As far as programming, vision, mission, and ambition are concerned, MOMA must reconnect with its wildcat roots and remember it was created to take on the whole world. It’s time to get beyond its orderly version of postwar art: namely that abstraction was essentially invented by a bunch of white guys in the Cedar bar, pop art was primarily an American phenomenon, women didn’t become good artists until after 1970, and conceptualism was a hiccup.

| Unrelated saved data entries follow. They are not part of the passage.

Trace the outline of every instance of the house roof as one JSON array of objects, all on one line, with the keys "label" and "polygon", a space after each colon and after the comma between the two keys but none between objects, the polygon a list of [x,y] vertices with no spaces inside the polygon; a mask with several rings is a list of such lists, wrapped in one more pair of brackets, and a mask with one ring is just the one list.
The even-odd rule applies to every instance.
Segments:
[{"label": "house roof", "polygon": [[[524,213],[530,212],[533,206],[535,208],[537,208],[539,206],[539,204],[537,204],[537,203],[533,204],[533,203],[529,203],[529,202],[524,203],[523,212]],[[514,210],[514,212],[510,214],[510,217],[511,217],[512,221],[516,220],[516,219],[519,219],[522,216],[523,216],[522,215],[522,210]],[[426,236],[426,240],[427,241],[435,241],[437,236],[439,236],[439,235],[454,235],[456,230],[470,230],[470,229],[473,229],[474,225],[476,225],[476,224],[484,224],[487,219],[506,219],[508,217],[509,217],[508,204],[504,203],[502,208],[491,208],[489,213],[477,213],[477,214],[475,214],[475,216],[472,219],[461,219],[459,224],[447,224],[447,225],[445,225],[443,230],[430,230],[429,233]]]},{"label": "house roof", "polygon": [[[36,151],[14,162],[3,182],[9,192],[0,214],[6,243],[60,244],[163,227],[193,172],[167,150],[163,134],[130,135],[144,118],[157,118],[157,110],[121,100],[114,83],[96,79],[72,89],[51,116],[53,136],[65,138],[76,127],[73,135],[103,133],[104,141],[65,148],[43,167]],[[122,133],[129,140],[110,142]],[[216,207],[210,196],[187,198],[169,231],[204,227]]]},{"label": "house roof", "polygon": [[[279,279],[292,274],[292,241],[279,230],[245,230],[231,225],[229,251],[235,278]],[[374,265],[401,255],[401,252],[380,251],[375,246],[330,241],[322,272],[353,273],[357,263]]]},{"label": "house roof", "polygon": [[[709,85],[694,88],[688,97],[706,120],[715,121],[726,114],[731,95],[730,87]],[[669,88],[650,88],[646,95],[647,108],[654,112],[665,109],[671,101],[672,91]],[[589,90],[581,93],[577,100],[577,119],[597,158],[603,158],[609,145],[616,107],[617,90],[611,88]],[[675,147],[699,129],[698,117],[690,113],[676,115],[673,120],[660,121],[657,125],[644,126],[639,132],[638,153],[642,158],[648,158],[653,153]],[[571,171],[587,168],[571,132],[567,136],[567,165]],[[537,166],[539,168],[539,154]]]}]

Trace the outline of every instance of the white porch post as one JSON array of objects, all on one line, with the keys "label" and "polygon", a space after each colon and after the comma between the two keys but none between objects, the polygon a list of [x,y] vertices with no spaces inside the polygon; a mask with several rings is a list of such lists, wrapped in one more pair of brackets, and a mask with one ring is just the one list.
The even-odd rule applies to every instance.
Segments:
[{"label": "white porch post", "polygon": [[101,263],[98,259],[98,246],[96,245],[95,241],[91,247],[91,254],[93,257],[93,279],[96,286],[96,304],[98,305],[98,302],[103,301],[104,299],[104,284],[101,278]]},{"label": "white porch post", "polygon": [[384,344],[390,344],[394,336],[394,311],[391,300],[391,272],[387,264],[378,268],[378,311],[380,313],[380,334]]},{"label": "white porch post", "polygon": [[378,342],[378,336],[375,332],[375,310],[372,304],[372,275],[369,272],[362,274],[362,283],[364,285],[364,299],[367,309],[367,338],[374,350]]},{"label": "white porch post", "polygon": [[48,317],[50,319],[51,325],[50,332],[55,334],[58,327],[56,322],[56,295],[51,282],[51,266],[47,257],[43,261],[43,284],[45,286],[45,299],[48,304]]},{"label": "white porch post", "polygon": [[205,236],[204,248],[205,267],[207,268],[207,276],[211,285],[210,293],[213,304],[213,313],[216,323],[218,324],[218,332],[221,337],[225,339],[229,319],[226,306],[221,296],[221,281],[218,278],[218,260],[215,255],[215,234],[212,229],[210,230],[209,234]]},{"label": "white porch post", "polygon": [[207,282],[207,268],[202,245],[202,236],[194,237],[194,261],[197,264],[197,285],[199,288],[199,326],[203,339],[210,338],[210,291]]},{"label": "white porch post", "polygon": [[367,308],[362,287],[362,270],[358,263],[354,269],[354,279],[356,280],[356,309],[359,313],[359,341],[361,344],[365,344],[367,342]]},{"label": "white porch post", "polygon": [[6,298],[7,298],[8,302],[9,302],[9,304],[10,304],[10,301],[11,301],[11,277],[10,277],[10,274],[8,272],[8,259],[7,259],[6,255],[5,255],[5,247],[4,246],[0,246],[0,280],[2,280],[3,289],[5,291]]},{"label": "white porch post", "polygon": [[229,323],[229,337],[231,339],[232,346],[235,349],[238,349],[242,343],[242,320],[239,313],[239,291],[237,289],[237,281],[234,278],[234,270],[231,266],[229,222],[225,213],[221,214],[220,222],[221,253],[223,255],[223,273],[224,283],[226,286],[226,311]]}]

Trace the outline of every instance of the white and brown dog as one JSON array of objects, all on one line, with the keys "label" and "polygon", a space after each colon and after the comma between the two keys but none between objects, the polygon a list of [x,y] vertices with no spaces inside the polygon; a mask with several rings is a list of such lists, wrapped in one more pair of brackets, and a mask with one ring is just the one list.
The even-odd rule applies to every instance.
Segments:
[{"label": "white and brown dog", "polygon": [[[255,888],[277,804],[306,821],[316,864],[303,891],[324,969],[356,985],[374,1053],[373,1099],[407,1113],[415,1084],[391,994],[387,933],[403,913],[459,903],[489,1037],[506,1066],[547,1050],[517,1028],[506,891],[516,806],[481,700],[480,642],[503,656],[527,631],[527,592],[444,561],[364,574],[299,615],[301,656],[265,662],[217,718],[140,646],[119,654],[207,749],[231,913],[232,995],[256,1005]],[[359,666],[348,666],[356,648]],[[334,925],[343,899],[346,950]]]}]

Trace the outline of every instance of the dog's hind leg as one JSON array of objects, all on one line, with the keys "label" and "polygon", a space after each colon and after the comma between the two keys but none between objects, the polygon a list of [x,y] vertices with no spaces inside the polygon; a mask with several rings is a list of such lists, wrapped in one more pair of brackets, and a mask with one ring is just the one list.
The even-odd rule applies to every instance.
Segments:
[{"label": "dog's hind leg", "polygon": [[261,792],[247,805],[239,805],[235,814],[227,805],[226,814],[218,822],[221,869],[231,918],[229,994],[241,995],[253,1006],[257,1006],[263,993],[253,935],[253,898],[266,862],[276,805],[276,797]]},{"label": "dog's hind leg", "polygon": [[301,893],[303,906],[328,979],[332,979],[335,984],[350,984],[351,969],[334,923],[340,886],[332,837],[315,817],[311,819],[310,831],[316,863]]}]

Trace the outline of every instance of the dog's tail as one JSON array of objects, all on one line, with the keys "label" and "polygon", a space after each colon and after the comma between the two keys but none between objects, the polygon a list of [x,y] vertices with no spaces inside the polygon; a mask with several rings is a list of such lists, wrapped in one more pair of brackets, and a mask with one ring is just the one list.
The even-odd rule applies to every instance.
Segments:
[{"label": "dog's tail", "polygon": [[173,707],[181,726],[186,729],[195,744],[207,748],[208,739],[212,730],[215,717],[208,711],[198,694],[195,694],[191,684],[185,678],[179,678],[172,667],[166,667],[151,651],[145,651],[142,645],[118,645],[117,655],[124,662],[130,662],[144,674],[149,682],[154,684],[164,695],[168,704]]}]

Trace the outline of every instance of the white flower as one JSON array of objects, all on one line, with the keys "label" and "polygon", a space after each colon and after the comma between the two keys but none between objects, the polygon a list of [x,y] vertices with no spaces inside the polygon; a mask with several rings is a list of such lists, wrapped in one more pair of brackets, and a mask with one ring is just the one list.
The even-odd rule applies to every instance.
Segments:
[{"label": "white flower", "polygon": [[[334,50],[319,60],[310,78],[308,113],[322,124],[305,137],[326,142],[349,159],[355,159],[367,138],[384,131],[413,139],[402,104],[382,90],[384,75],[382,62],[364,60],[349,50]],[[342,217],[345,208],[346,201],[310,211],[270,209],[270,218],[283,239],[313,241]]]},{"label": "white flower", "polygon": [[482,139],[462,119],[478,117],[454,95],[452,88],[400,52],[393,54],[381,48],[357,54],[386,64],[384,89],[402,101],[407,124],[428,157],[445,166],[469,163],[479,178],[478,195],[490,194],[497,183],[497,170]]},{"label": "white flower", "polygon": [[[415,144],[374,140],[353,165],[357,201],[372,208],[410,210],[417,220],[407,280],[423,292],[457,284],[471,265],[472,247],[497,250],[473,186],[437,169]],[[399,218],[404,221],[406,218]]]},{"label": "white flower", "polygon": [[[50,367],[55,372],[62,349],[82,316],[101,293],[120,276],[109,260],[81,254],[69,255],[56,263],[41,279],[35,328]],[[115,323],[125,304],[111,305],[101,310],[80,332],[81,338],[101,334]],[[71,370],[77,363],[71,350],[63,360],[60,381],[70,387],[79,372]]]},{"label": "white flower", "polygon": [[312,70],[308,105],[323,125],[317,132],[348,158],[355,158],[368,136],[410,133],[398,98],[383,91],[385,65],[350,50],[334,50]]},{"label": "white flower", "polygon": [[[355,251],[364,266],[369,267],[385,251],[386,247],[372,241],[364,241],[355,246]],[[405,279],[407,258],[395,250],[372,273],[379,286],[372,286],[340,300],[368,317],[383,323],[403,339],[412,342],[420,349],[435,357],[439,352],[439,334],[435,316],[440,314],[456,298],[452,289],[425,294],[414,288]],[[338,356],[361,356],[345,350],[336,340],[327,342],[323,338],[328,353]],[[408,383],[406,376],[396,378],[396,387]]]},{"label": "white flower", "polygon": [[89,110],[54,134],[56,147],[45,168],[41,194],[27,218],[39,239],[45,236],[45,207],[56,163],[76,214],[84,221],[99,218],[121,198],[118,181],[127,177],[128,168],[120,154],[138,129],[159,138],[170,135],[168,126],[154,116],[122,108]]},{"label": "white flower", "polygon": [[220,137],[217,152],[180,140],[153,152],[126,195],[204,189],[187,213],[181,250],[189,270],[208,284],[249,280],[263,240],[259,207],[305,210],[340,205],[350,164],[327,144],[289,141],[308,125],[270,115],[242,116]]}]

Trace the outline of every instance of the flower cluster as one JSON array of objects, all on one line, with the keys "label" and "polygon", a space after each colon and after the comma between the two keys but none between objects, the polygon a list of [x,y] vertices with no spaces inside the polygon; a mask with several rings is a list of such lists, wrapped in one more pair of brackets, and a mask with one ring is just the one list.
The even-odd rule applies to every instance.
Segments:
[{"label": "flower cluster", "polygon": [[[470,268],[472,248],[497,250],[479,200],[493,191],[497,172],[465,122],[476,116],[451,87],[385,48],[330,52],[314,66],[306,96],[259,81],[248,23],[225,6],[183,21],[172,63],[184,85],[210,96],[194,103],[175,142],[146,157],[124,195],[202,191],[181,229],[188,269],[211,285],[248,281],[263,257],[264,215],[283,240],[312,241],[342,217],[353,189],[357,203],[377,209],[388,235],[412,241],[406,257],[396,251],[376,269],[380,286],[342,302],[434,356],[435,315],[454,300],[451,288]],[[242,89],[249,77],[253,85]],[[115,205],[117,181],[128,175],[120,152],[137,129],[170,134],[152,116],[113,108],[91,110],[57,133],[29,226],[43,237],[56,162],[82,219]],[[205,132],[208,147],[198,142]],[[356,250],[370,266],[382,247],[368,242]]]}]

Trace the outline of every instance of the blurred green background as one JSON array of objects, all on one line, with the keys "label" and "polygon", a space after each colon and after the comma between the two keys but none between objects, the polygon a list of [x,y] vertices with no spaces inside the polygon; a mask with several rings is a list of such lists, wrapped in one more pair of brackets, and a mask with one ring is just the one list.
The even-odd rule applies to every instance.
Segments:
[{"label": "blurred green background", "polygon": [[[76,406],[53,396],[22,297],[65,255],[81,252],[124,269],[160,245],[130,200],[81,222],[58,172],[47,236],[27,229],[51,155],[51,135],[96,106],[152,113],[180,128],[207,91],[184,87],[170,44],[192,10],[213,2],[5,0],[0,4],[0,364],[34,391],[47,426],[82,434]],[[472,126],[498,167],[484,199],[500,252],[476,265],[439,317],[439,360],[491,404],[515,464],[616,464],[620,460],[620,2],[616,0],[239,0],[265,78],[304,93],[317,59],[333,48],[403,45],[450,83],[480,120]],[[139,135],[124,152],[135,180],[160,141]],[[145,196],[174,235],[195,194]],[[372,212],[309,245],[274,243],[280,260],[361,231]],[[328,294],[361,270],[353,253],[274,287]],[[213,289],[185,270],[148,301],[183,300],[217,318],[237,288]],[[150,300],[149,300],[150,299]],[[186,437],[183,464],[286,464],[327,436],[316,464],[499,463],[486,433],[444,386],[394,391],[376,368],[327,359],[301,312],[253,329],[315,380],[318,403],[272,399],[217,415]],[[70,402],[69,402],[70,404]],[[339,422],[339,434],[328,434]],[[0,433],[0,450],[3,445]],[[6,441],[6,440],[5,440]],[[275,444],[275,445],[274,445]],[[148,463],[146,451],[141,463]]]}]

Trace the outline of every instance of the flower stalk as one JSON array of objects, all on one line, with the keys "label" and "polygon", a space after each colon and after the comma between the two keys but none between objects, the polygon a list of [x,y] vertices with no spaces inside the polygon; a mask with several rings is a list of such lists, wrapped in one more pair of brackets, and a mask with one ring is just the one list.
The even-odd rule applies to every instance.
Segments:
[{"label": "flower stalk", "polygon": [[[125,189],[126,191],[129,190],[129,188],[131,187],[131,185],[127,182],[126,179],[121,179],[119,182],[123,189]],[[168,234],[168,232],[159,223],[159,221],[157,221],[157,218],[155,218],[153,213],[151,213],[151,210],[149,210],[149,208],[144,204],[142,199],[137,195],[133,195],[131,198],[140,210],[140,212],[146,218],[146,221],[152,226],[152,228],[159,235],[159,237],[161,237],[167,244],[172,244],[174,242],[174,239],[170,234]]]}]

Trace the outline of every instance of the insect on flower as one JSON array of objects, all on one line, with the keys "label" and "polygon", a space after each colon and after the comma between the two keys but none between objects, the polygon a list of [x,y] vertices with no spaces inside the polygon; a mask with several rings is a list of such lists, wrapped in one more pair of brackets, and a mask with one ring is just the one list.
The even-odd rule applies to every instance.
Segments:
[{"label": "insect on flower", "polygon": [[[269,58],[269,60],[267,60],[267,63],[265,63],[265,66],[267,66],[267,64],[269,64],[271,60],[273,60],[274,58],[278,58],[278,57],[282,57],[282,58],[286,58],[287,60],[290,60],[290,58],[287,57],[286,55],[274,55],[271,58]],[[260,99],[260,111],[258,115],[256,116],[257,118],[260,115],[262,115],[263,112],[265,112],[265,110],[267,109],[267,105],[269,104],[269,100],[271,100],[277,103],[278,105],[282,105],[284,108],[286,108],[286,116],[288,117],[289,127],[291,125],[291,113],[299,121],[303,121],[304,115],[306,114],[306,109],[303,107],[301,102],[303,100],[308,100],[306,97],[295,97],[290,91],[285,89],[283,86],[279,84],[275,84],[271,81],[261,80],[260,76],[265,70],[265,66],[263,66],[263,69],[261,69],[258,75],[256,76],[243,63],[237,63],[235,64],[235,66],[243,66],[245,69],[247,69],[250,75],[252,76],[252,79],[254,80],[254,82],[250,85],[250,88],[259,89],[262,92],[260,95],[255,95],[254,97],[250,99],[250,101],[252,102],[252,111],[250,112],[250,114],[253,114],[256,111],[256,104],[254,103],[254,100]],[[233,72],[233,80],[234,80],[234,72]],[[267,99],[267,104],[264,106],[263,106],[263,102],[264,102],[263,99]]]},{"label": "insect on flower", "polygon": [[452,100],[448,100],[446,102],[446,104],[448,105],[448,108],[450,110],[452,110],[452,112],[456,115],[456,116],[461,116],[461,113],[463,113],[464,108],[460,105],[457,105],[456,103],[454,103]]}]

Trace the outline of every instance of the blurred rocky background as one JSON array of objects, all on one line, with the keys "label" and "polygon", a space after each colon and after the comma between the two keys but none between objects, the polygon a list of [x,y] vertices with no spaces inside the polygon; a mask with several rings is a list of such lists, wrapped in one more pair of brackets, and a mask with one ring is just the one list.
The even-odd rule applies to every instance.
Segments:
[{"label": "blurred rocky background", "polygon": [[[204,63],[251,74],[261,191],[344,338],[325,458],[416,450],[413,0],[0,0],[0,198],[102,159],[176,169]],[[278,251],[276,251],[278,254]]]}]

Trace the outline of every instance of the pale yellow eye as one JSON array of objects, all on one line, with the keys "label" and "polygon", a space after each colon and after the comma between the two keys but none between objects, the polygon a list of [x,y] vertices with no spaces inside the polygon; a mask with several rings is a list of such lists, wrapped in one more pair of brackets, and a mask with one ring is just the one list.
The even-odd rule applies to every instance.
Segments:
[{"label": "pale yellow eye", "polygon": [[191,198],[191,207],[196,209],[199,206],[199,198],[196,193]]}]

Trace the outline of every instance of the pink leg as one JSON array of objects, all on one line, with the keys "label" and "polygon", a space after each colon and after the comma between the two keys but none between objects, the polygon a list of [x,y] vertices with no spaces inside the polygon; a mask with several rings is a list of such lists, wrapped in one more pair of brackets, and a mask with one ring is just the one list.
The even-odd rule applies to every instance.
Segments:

MOMA’s commitment to rethinking postwar art feels balky at best, averse at worst. Yet it must wholeheartedly and creatively re-examine and reimagine the art of the last 50 years—although it’s hard to envision this without a single designated “project gallery” in the new building. Things are so far off at MOMA that Tate director Nicholas Serota recently accused it of suffering a “loss of nerve.”
The situation isn’t hopeless. The current reinstallation of contemporary art is excellent. “Safe,” the design show, is feisty and sharp; the gigantic Lee Friedlander survey was great, although the Thomas Demand retrospective was only OK because too much Demand got monotonous. The Elizabeth Murray survey was terrific. Now MOMA needs to mount at least one retrospective of a living woman artist every year for the next 15 years.
The point is MOMA needs to stop confirming and start experimenting.